High performance of multi-layered alternating Ni-Fe-P and Co-P films for hydrogen evolution

doi: 10.1016/j.gee.2020.07.023

  • College of Materials Science and Engineering, Qingdao University of Science and Technology, No.53 Zhengzhou Road, Qingdao, 266042, China

  • Received date 13 April 2020, Accepted date 26 July 2020, RevRecd date 04 July 2020, Publish date 02 August 2020,
    Abstract
  • Judiciously engineering the electrocatalysts is attractive and challenging to exploit materials with high electrocatalytic performance for hydrogen evolution reaction.
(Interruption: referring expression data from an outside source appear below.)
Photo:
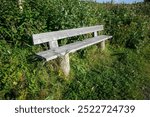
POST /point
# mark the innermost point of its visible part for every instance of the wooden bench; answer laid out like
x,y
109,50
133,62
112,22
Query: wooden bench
x,y
56,51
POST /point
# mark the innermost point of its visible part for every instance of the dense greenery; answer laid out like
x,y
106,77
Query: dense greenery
x,y
120,72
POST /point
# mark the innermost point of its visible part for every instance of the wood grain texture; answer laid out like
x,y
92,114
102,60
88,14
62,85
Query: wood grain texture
x,y
57,35
69,48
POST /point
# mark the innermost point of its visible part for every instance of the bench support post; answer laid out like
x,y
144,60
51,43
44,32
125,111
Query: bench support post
x,y
103,45
65,64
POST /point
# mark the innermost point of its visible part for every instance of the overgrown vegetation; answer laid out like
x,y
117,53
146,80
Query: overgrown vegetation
x,y
120,72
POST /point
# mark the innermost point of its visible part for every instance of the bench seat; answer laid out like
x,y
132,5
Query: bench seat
x,y
69,48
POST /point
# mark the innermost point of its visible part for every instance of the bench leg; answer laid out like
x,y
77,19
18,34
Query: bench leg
x,y
103,45
65,64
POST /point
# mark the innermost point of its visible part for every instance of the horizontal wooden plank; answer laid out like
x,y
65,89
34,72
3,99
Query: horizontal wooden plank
x,y
61,51
56,35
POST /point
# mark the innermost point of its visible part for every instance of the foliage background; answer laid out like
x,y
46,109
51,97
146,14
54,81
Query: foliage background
x,y
120,72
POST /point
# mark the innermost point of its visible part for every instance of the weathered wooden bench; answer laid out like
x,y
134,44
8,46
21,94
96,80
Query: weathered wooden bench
x,y
63,51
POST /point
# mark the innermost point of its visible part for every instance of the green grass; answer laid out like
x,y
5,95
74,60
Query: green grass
x,y
122,71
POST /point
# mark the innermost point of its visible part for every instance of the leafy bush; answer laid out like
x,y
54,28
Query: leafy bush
x,y
93,74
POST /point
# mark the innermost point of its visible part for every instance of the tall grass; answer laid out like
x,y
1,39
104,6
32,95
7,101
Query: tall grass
x,y
121,72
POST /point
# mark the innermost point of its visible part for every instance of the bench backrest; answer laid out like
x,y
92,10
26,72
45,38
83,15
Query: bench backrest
x,y
57,35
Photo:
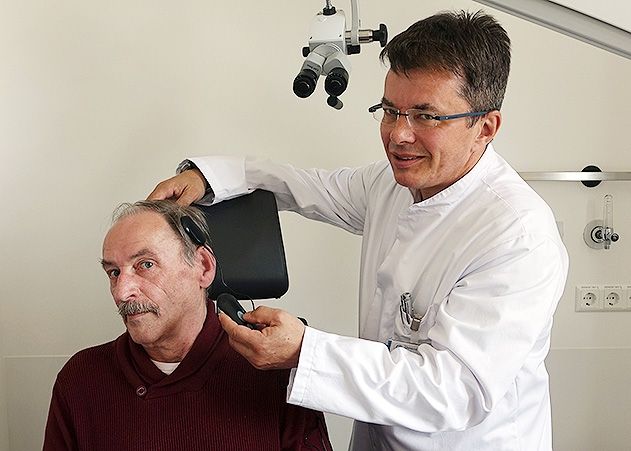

Herein, we successfully perform the interface engineering by alternately depositing Co-P and Ni-Fe-P films on nickel foam, via facile electroless plating and de-alloying process. This work shows that there is a significant effect of de-alloying process on alloy growth. The electronic structure of layered alloys is improved by interface engineering. The multilayer strategy significantly promotes the charge transfer. Importantly, the Co-P/Ni-Fe-P/NF electrode fabricated by interface engineering exhibits excellent electrocatalytic hydrogen evolution activity with an overpotential of 43.4 mV at 10 mA cm-2 and long-term durability for 72 h in alkaline medium (1 mol L-1 KOH). The innovative strategy of this work may aid further development of commercial electrocatalysts.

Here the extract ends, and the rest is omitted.